Baylor University and Harvard Medical School researchers believe so. In their study, published online this week in PLOS One
, the researchers discovered, through the use of amateur digital photography, evidence of leukocoria or "white eye," the cardinal symptom of retinoblastoma, which can be seen in photographs during the earliest stages of the disease.
Their findings potentially pave the way for a new diagnostic tool that enables earlier diagnosis and treatment. Retinoblastoma, mostly occurring in children from birth to 5-years-old, is an aggressive eye cancer that, if not treated in time, can be fatal if it spreads to the brain. Although children in the United States who are treated for retinoblastoma have a 95 percent survival rate that figure drops below 50 percent for children in developing countries. However, surviving retinoblastoma is just the first hurdle.

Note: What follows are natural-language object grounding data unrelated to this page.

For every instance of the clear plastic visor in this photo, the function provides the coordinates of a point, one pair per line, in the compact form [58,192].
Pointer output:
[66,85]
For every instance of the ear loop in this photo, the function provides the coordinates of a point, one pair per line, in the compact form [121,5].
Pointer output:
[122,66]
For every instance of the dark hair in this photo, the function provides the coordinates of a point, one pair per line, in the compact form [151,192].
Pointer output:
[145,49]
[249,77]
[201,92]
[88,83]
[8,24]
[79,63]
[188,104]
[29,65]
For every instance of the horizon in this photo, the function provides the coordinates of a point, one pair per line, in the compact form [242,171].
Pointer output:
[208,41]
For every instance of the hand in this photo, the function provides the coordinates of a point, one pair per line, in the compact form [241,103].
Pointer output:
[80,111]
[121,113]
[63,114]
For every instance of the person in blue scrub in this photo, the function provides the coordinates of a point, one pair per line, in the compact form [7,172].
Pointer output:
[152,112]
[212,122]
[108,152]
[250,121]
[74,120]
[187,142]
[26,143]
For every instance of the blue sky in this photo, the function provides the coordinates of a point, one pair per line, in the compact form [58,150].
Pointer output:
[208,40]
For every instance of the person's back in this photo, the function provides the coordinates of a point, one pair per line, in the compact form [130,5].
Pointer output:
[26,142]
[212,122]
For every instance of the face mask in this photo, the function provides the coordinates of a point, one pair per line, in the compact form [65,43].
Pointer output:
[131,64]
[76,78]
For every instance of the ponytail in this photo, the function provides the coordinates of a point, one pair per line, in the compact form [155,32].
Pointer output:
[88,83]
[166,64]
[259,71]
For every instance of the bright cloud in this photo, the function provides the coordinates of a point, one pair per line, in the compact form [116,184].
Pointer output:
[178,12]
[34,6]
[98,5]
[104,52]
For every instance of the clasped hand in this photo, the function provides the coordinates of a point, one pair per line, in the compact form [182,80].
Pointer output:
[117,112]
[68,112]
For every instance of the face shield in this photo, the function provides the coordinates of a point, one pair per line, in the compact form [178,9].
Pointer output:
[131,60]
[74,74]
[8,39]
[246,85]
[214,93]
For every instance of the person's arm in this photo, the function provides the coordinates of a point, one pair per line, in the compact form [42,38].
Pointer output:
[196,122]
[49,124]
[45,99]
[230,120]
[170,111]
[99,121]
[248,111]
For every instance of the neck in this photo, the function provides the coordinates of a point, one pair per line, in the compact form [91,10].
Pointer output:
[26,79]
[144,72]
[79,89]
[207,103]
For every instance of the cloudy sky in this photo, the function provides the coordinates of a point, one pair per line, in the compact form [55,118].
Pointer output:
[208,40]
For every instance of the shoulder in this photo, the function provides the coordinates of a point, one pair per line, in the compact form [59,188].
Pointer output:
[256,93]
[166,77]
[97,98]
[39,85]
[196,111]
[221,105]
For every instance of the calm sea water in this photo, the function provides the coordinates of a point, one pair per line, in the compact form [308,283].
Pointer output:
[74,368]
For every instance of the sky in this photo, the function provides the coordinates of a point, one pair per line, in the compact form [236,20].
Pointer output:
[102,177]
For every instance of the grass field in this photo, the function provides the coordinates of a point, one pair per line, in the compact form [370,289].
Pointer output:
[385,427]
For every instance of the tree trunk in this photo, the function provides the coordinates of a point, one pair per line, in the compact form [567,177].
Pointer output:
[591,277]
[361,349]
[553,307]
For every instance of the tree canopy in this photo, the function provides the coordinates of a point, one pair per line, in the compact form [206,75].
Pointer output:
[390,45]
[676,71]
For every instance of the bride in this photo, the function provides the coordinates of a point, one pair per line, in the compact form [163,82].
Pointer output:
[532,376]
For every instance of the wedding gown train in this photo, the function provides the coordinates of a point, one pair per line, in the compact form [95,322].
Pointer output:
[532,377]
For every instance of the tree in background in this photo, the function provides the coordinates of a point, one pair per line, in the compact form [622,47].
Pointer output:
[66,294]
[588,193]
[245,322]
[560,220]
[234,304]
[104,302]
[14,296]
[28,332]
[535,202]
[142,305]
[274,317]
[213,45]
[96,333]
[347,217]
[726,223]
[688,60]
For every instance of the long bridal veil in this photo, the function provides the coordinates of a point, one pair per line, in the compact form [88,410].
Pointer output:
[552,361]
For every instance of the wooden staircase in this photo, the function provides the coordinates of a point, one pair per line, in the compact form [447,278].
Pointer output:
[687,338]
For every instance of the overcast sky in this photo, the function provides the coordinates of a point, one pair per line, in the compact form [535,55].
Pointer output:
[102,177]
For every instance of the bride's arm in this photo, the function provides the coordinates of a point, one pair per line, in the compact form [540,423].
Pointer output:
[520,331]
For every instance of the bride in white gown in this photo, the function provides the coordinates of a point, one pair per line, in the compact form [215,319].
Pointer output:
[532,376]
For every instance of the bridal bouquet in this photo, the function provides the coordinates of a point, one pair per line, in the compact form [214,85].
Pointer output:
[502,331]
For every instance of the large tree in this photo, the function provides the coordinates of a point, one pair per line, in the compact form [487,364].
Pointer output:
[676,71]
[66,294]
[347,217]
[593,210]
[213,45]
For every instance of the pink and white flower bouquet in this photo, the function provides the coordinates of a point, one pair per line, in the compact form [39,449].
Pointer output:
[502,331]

Typically, "survivors experience moderate to severe vision loss" and in some cases loss of both eyes, but early detection and treatment can increase the chances of survival and vision preservation.
Historically, children with retinoblastoma exhibit persistent leukocoria in photographs. Despite this link, digital photography has not been intentionally used by doctors to screen for retinoblastoma because "white eye" is assumed to be a symptom of advanced retinoblastoma, not early stage retinoblastoma—a paradigm dispelled by the Baylor-Harvard study.

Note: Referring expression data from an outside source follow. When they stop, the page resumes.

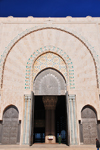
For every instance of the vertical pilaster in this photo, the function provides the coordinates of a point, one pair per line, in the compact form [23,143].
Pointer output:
[73,123]
[24,130]
[74,113]
[27,99]
[71,120]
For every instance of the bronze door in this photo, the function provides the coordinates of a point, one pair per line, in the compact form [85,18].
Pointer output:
[10,126]
[89,123]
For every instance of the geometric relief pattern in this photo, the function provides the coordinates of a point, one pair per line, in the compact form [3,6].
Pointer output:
[49,60]
[36,28]
[46,57]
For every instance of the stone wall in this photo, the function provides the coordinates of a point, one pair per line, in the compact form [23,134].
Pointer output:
[76,40]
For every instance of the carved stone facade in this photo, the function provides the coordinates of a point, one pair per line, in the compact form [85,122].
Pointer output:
[50,58]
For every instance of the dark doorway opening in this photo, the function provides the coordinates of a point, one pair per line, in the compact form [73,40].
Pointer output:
[39,121]
[61,120]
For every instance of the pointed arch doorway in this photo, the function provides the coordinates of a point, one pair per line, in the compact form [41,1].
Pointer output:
[51,103]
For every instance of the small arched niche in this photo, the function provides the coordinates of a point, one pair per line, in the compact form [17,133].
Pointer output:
[89,124]
[11,126]
[49,82]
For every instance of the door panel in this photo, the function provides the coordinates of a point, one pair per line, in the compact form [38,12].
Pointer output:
[10,126]
[89,125]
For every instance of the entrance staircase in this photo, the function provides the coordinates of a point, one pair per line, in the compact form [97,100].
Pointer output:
[47,147]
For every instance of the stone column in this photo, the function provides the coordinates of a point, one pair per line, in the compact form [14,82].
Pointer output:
[27,99]
[73,124]
[50,104]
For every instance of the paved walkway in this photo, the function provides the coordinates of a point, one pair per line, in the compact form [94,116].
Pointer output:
[47,147]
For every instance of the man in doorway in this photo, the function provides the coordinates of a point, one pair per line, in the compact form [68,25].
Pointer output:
[97,144]
[59,139]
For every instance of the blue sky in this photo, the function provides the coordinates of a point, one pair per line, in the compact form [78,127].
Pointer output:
[49,8]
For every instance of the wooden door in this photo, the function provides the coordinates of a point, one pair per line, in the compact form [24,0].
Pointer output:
[89,124]
[31,120]
[10,126]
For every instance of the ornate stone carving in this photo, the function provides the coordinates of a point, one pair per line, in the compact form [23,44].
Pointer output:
[49,102]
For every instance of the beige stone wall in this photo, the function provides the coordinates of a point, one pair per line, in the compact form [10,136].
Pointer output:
[86,90]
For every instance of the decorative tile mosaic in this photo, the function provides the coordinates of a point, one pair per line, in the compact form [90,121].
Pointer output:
[50,56]
[65,29]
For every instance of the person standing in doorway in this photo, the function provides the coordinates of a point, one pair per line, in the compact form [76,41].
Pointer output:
[59,139]
[97,144]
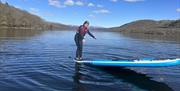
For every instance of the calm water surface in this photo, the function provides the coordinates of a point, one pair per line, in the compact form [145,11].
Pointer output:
[43,61]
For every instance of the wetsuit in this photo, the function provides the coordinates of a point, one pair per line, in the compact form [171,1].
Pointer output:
[79,36]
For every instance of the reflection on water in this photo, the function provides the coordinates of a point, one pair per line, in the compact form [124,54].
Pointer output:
[43,61]
[6,33]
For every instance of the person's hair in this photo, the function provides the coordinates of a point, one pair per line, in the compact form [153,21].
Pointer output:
[86,22]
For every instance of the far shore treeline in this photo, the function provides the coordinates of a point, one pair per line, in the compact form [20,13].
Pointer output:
[14,18]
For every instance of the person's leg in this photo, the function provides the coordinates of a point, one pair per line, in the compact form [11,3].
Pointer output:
[80,48]
[77,41]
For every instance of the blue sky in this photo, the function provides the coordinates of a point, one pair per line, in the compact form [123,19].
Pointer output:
[105,13]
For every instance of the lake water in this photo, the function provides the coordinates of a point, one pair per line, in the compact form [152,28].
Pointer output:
[43,61]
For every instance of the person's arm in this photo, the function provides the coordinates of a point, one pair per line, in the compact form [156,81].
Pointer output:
[90,34]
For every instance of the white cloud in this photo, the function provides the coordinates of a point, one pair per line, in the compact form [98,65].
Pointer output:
[100,6]
[91,5]
[92,16]
[178,10]
[101,11]
[79,3]
[34,11]
[69,2]
[133,1]
[114,0]
[55,3]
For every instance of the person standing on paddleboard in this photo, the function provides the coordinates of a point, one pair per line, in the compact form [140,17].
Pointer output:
[79,37]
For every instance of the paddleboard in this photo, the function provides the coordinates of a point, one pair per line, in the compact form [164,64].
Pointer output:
[133,63]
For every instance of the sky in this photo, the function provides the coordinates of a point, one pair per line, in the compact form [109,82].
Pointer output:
[102,13]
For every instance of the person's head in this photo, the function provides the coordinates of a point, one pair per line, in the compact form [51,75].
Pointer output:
[86,24]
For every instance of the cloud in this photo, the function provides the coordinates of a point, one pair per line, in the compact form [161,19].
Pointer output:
[92,16]
[133,1]
[113,0]
[103,11]
[34,11]
[79,3]
[55,3]
[69,2]
[100,6]
[178,10]
[91,5]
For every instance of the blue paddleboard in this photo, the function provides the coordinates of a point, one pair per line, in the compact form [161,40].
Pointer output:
[133,63]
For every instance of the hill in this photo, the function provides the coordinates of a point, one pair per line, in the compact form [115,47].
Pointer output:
[163,27]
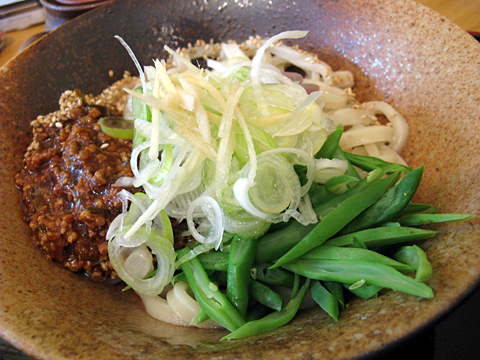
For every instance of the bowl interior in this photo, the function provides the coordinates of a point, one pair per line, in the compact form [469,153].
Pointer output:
[400,52]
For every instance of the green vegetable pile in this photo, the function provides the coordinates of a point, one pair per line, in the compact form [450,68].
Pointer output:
[345,251]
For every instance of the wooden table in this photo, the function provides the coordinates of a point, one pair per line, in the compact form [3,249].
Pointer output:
[465,13]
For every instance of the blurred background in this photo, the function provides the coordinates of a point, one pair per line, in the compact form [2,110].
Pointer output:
[23,21]
[456,337]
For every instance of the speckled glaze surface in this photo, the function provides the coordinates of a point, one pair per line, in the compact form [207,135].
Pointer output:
[398,50]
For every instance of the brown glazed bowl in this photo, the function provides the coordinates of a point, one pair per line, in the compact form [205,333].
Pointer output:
[399,51]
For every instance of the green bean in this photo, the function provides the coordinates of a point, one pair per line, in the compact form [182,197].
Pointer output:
[242,254]
[296,284]
[211,300]
[369,163]
[273,320]
[336,289]
[417,259]
[364,291]
[257,312]
[389,205]
[360,186]
[359,244]
[277,276]
[330,145]
[200,316]
[340,184]
[273,245]
[422,219]
[266,296]
[382,236]
[337,219]
[217,261]
[326,300]
[350,272]
[325,252]
[414,208]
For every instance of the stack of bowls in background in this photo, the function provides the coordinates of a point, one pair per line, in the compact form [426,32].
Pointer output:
[61,11]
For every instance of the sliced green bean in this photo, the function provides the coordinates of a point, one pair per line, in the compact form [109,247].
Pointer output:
[325,252]
[326,300]
[265,295]
[217,261]
[337,219]
[340,184]
[273,320]
[369,163]
[422,219]
[365,291]
[350,272]
[336,289]
[330,145]
[389,205]
[382,236]
[257,312]
[360,186]
[277,276]
[200,316]
[242,254]
[210,298]
[417,259]
[273,245]
[415,208]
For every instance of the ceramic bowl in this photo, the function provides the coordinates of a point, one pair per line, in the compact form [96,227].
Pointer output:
[399,51]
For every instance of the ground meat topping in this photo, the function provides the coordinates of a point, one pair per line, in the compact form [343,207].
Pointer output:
[68,195]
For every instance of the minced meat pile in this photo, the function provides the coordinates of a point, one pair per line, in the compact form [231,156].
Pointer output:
[68,195]
[67,184]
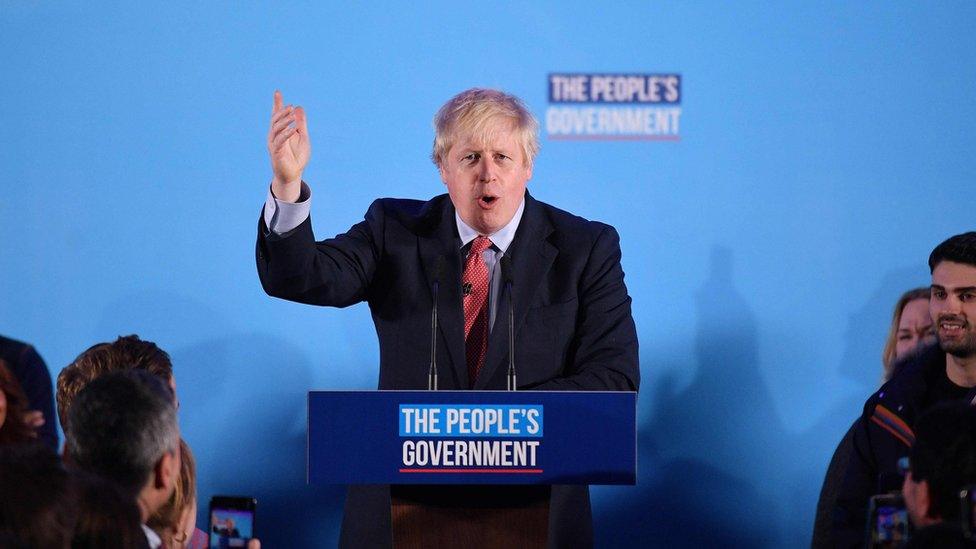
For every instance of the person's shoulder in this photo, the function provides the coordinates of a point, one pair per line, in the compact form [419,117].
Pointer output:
[411,213]
[897,401]
[570,225]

"Diagnosing retinoblastoma continues to be a major challenge. One of the most effective methods for detecting it appears to be amateur photography," said Bryan F. Shaw, Ph.D., assistant professor of chemistry and biochemistry in Baylor's College of Arts & Sciences and lead study author. "In a majority of retinoblastoma cases, it is the parents that initiate the diagnosis based on seeing leukocoria or 'white eye' in photos of their children." That was the case for Shaw and his wife, Elizabeth, a stay-at-home mother, who first noticed their son Noah's "white eye" in family photographs.
It was Noah's battle with retinoblastoma that inspired Bryan Shaw to begin to try and make digital photography a deliberate tool in retinoblastoma screening. "Newborns and infants don't typically get checked out by an ophthalmologist, but many of them do get their retinas scanned multiple times a week, when mom or dad are snapping pictures to share on Facebook," Shaw said. As part of the study, researchers analyzed more than 7,000 recreational photographs or "baby pictures" of nine retinoblastoma patients and 19 children without the disease. After analyzing his son's pictures and quantifying the daily occurrence of leukocoria, Shaw was able to determine that "white eye" is not necessarily a symptom of advanced retinoblastoma, but that leukocoria can be a symptom of retinoblastoma in its earliest stages, for example, at 12 days old as in Noah's case.

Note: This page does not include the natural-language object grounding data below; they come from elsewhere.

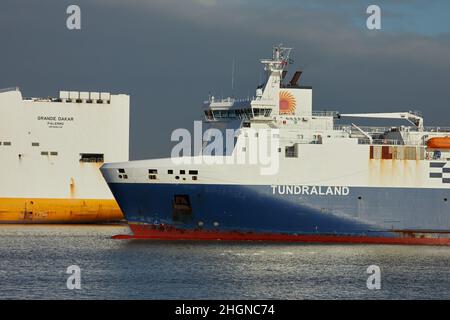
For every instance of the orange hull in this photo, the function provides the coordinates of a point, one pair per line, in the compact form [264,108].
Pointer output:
[439,143]
[36,210]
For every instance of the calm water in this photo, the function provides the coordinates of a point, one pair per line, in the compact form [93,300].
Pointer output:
[34,259]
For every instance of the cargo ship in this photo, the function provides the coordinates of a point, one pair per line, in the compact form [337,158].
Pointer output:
[333,181]
[51,150]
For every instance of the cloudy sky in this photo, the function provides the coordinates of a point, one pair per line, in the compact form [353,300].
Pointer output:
[169,54]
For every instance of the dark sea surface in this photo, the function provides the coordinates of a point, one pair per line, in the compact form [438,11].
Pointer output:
[34,260]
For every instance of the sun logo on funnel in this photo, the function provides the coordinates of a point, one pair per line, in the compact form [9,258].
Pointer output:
[287,102]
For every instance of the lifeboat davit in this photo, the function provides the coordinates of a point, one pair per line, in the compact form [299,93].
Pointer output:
[439,143]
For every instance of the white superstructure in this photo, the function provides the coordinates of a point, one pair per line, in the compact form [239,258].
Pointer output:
[50,153]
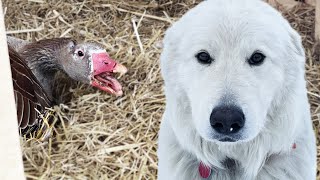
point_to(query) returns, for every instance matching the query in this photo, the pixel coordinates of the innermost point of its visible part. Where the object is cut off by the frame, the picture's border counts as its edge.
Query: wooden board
(11, 166)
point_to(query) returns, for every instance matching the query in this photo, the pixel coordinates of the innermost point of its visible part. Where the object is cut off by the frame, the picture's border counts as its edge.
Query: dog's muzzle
(227, 122)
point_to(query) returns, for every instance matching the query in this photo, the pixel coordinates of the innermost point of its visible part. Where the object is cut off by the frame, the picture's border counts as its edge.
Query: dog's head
(233, 62)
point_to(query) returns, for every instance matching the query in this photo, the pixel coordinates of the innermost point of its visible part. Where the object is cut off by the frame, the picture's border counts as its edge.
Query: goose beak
(103, 71)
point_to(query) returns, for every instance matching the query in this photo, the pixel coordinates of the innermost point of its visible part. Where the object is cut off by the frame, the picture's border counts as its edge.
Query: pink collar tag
(204, 170)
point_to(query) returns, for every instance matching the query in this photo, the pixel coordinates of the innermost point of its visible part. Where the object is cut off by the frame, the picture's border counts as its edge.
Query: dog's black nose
(227, 119)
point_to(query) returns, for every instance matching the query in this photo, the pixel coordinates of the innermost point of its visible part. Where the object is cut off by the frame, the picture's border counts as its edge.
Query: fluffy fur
(273, 96)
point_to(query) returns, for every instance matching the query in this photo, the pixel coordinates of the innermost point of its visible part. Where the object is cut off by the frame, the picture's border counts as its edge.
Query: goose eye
(80, 53)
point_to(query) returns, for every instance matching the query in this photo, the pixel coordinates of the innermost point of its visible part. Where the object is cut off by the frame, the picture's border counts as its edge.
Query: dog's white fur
(273, 95)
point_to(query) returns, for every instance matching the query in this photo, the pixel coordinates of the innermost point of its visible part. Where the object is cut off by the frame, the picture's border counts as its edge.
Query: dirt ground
(105, 137)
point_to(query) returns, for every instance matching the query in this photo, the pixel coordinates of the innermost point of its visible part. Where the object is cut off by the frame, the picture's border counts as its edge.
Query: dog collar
(205, 171)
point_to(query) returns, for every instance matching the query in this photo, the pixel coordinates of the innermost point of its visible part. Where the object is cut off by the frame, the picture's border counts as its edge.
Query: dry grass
(108, 137)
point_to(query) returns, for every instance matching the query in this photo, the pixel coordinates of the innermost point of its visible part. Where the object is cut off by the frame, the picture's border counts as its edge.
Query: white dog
(237, 106)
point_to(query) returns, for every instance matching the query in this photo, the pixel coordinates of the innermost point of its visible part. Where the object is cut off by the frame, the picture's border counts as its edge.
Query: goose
(34, 66)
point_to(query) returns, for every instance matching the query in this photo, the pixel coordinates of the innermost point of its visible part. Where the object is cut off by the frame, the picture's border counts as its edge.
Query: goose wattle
(104, 69)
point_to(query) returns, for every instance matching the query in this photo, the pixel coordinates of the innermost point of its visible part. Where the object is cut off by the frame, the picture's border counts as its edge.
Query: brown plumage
(34, 66)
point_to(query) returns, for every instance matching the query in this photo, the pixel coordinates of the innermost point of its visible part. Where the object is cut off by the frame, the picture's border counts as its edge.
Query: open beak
(103, 70)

Shaw also found "that the intensity of the "white eye" was different in each of his son's eyes and that the saturation, or measurement of color concentration, was lower in the eye with the larger tumors." These findings suggest that a digital camera can not only alert parents that their child might have retinoblastoma, but it can also inform a doctor of its severity. "From our work, we were able to create the first quantitative scale of leukocoria by which to evaluate the intensity of retinoblastoma-linked leukocoria," Shaw said.
"We were able to determine that the frequency of leukocoria can correlate with the clinical severity of retinoblastoma. Leukocoria can emerge in low frequency in early-stage retinoblastoma and increase in frequency during disease progression and decrease during disease remission." These results suggest that leukocoria is often occurring in young children long before parents may notice it on their own because it initially occurs infrequently as the tumors are small in size and number. That discovery confirmed the hypothesis proposed by Shaw and study co-author Shizuo Mukai, M.D., associate professor of ophthalmology at Harvard Medical School and a pediatric retina specialist at Massachusetts Eye and Ear.
Mukai, who successfully treated Noah's cancer by surgically removing his tumors, specializes in pediatric retinal diseases and intraocular tumors. "Although leukocoria is the most common presenting sign of retinoblastoma occurring in 50 percent of new patients, it is usually not detected by the parents or the pediatrician until the tumor is of significant size," Dr. Mukai said. Their research is a pivotal step in laying the groundwork for creating software "to alert unsuspecting parents to the emergence of recurrent leukocoria," Shaw said. In developing countries, where most deaths occur, speeding up diagnoses could save lives.
"In Namibia or India, for example, a parent's access to digital photography is probably going to continue to increase at a faster rate than their access to monthly pediatric eye exams," Shaw said. "If we can create software that can detect leukocoria and alert a parent when it begins to occur persistently, then I believe digital photography can eradicate metastatic retinoblastoma from this world and prevent most of the deaths that occur."